The Republic of Kosovo will present Transcendent Locality at the 2023 Venice Architecture Biennale, exploring the significant role migration plays in the social development of Kosovo. The pavilion also dives into the migratory process and its different phases, including returning home after migration: temporary, seasonal, or permanent. However, at its core, it celebrates the connections to the Homeland and its relationship to the Host Land. The Pavilion poses that trans locality, connected to more than one place simultaneously, has become a prevalent model of life. In fact, maintaining the connections between the Host land and Homeland should become a form of communication, transfer of knowledge, information, and material and immaterial goods.
The starting point of the Pavilion’s research is the conflict of the marginalized Albanian population during the breakdown of the Yugoslavian Republic in the late 1980s. Hundreds of thousands sought refuge and protection abroad in the war without knowing when they would return.
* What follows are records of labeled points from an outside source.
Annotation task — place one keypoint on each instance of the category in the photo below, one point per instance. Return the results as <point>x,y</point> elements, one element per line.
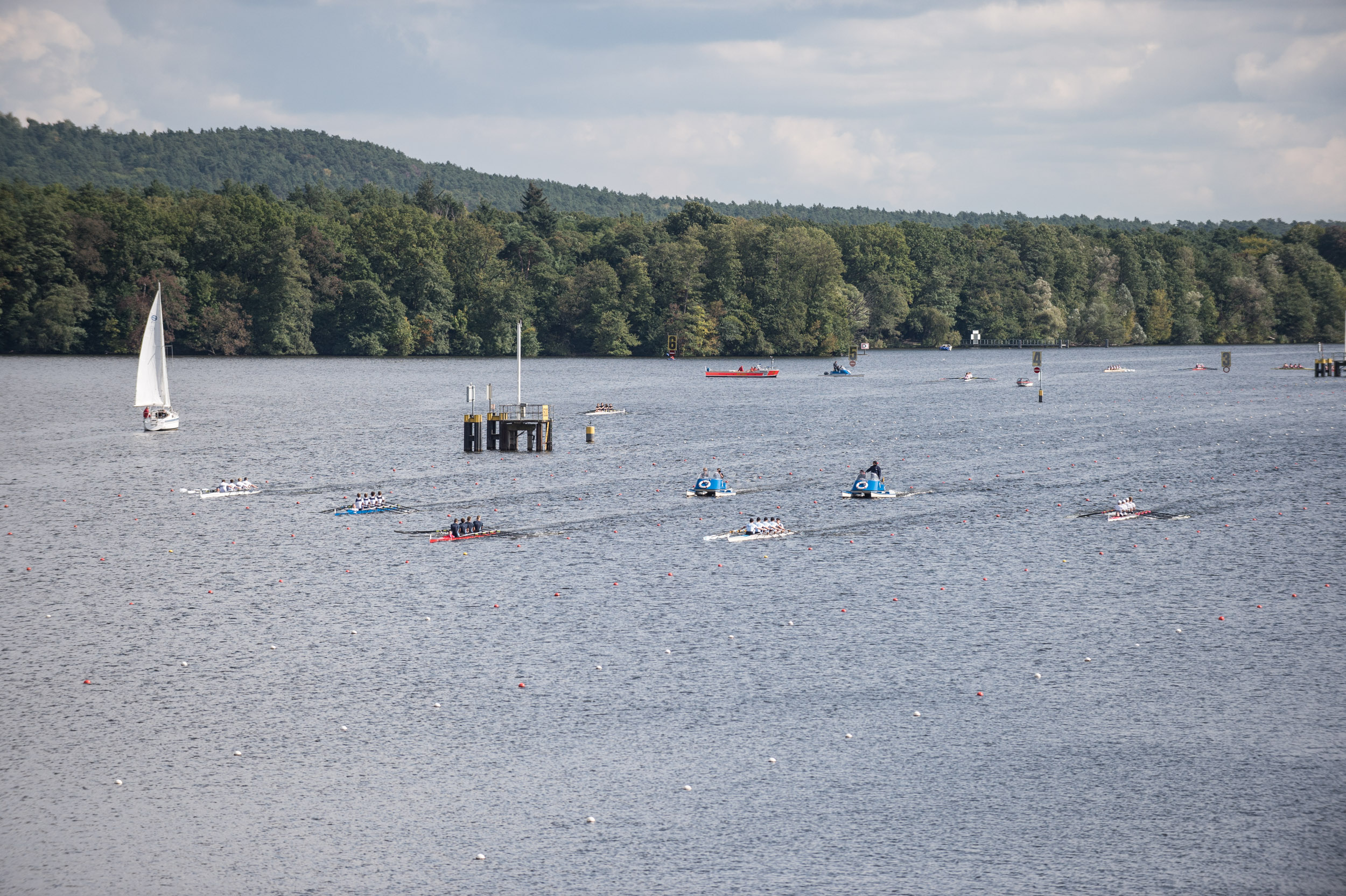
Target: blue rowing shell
<point>352,512</point>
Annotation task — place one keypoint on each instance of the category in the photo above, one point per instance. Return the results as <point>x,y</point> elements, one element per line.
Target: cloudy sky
<point>1163,111</point>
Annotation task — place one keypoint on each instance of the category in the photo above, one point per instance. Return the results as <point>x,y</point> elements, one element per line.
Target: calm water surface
<point>1143,760</point>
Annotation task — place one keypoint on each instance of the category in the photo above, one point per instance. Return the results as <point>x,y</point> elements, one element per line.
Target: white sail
<point>152,374</point>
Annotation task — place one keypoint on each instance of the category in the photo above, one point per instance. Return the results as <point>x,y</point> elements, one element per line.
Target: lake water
<point>1143,760</point>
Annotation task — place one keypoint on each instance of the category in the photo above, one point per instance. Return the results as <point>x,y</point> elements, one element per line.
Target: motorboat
<point>866,487</point>
<point>711,487</point>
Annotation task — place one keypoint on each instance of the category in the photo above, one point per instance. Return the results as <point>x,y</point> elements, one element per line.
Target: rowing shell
<point>352,512</point>
<point>762,536</point>
<point>478,535</point>
<point>229,494</point>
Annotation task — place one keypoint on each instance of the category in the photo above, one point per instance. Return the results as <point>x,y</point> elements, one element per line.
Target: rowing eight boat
<point>475,535</point>
<point>229,494</point>
<point>352,512</point>
<point>762,536</point>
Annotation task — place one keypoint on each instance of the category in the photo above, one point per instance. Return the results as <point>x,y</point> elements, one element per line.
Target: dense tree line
<point>284,160</point>
<point>372,271</point>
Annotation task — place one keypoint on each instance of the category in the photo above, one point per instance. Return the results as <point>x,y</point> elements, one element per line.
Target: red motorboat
<point>750,372</point>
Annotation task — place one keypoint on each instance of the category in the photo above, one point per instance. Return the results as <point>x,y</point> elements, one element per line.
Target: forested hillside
<point>373,271</point>
<point>284,160</point>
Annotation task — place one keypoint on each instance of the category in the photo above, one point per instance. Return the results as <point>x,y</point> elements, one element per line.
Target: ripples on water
<point>1208,760</point>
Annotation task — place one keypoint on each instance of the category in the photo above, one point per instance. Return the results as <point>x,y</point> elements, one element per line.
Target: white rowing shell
<point>229,494</point>
<point>762,536</point>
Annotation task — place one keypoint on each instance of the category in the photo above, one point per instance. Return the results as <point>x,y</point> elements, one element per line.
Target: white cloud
<point>45,68</point>
<point>1161,109</point>
<point>1310,65</point>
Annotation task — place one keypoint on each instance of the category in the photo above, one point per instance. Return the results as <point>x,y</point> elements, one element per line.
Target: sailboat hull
<point>162,424</point>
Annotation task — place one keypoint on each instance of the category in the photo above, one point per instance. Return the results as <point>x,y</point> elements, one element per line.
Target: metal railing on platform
<point>523,412</point>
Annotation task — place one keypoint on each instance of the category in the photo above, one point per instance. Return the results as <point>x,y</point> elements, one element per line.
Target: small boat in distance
<point>755,372</point>
<point>711,486</point>
<point>475,535</point>
<point>762,536</point>
<point>152,373</point>
<point>352,512</point>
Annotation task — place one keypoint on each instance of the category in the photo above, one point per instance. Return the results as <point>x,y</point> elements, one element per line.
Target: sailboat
<point>152,374</point>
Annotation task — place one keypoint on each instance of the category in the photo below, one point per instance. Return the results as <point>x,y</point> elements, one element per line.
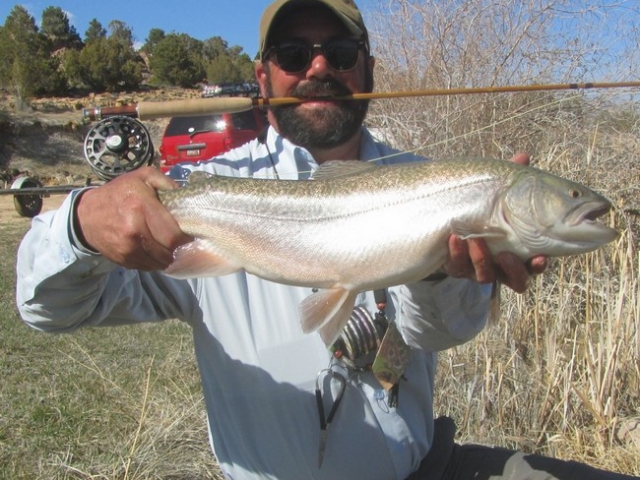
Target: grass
<point>119,403</point>
<point>558,374</point>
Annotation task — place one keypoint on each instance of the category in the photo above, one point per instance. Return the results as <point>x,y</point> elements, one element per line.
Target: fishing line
<point>556,102</point>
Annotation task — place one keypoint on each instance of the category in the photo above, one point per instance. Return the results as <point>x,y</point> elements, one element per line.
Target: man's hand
<point>472,259</point>
<point>126,223</point>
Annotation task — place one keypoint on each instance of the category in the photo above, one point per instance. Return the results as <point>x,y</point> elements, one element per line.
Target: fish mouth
<point>585,223</point>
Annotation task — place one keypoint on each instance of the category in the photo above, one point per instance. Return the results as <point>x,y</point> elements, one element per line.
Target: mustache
<point>321,88</point>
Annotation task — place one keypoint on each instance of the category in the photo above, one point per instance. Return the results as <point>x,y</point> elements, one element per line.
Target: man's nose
<point>319,66</point>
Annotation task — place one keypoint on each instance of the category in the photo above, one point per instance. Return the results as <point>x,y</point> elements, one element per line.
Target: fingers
<point>126,223</point>
<point>472,259</point>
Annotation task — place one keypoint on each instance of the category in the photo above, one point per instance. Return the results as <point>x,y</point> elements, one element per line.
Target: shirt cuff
<point>74,237</point>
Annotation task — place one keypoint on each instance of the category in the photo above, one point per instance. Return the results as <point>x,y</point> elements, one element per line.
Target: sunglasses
<point>294,56</point>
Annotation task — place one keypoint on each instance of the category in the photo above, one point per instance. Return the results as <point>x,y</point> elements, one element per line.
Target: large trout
<point>359,226</point>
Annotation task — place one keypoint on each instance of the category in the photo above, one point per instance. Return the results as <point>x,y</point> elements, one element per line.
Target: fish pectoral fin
<point>327,311</point>
<point>489,233</point>
<point>199,259</point>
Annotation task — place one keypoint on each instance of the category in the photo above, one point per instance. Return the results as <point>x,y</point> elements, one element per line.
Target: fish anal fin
<point>327,310</point>
<point>199,259</point>
<point>486,232</point>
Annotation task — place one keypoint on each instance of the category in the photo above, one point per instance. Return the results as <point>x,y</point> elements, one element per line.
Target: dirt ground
<point>46,141</point>
<point>9,215</point>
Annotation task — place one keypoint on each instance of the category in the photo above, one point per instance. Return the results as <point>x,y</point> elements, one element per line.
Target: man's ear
<point>371,63</point>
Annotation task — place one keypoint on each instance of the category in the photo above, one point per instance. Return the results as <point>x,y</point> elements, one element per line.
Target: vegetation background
<point>558,374</point>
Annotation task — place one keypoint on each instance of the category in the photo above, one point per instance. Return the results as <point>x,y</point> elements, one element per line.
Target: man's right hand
<point>125,222</point>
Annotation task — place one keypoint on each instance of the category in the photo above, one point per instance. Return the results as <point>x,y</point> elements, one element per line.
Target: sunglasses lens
<point>294,57</point>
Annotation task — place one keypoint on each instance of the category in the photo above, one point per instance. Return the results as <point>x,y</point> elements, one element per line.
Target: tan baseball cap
<point>345,10</point>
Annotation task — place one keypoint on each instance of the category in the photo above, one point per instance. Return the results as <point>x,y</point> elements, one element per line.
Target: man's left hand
<point>472,259</point>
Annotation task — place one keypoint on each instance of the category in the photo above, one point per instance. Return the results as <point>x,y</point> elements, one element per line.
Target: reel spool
<point>117,145</point>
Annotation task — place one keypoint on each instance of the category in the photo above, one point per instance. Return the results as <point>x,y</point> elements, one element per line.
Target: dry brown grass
<point>559,373</point>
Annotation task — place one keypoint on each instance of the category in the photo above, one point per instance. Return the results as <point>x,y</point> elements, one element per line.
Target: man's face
<point>319,123</point>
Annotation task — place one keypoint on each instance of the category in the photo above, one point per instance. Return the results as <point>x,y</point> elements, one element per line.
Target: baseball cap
<point>346,11</point>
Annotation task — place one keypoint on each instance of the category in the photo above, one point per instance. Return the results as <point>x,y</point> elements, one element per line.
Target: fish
<point>359,226</point>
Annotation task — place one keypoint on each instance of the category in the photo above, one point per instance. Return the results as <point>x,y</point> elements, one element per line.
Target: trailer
<point>115,145</point>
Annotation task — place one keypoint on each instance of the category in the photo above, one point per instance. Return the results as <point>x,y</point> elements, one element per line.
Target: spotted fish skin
<point>358,226</point>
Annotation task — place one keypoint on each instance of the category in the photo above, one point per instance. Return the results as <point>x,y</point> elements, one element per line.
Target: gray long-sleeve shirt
<point>258,368</point>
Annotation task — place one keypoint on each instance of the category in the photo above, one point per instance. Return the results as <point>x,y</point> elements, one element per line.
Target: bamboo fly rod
<point>203,106</point>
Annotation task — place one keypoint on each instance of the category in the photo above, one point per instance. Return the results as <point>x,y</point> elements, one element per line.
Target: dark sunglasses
<point>294,56</point>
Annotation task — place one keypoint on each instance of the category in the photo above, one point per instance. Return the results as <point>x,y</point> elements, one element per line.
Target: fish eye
<point>575,193</point>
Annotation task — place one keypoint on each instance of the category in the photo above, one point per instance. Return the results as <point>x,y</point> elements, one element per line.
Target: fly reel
<point>117,145</point>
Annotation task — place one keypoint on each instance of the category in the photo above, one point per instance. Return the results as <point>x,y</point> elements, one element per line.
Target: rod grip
<point>200,106</point>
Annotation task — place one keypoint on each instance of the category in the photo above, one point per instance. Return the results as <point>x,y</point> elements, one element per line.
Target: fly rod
<point>204,106</point>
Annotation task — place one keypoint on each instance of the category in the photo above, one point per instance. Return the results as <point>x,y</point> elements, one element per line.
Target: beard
<point>322,127</point>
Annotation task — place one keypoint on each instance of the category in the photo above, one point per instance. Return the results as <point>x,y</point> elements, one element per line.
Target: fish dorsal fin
<point>342,168</point>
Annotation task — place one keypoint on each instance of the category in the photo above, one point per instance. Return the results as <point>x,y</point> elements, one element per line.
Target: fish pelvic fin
<point>199,258</point>
<point>327,311</point>
<point>495,312</point>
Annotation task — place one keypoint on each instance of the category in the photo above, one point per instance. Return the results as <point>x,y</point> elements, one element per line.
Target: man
<point>98,261</point>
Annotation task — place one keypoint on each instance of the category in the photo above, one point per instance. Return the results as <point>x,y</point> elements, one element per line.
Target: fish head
<point>554,216</point>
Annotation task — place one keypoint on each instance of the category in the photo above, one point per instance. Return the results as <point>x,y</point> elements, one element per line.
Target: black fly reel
<point>360,338</point>
<point>117,145</point>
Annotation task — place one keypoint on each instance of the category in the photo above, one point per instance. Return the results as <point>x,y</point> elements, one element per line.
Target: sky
<point>236,21</point>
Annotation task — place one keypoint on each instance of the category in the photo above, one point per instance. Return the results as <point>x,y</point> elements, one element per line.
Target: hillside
<point>46,138</point>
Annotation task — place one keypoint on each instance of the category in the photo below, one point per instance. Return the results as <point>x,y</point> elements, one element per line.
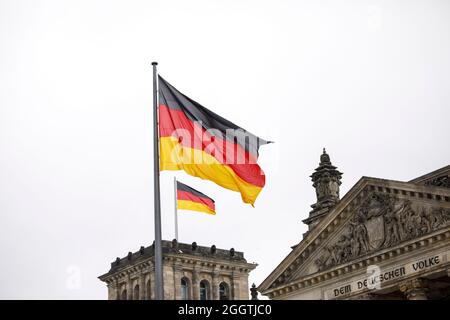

This legal status for many refugees represented a state of waiting and lingering because the reason for migration was imposed from the outside and not self-determined.
The installation is modularly assembled from individual parts, symbolic of the transcendent locality composition. Individual fragments, which hold memories and stories from the Homeland, are complemented by new experiences in the Host land. Furthermore, it comprises an outer and inner frame, alluding to this migratory process. The exterior and interior aluminum frames are fixed constructions that represent formal borders. Between them, a frame of neon tubes multiplied horizontally suggests the feeling of the diaspora and being in between.
A spatial-philosophical narrative of transcendent locality is born. The concept of transcendence implies crossing a boundary that separates two different spheres. Moreover, transcendence usually refers to an outer-world experience beyond the physical realm. For individuals living in migration or refugees, the inability to return to their Homeland for an indefinite period causes deep caesura in their lives. They are present in the Host land, but their emotional presence has not fully arrived. This intermediate state these people are located in: between boundaries, between homes, and between phases, is the main exploration of the Kosovo Pavilion at the Venice Architecture Biennale 2023.
Transcendent Locality discusses how urban planning can respond to these immaterial conditions to create urban resilience and livable cities. Under this year’s theme: “The Laboratory of the Future,” curated by Lesley Lokko, many other countries have presented their pavilions tackling similar themes. The Swiss Pavilion “Neighbors” explores the territorial relationships between the Swiss Pavilion and its Venezuelan neighbor. Similarly, The British Pavilion, “Dancing Before the Moon,” tackles an intangible architectural phenomenon, focusing on people, communities, and rituals.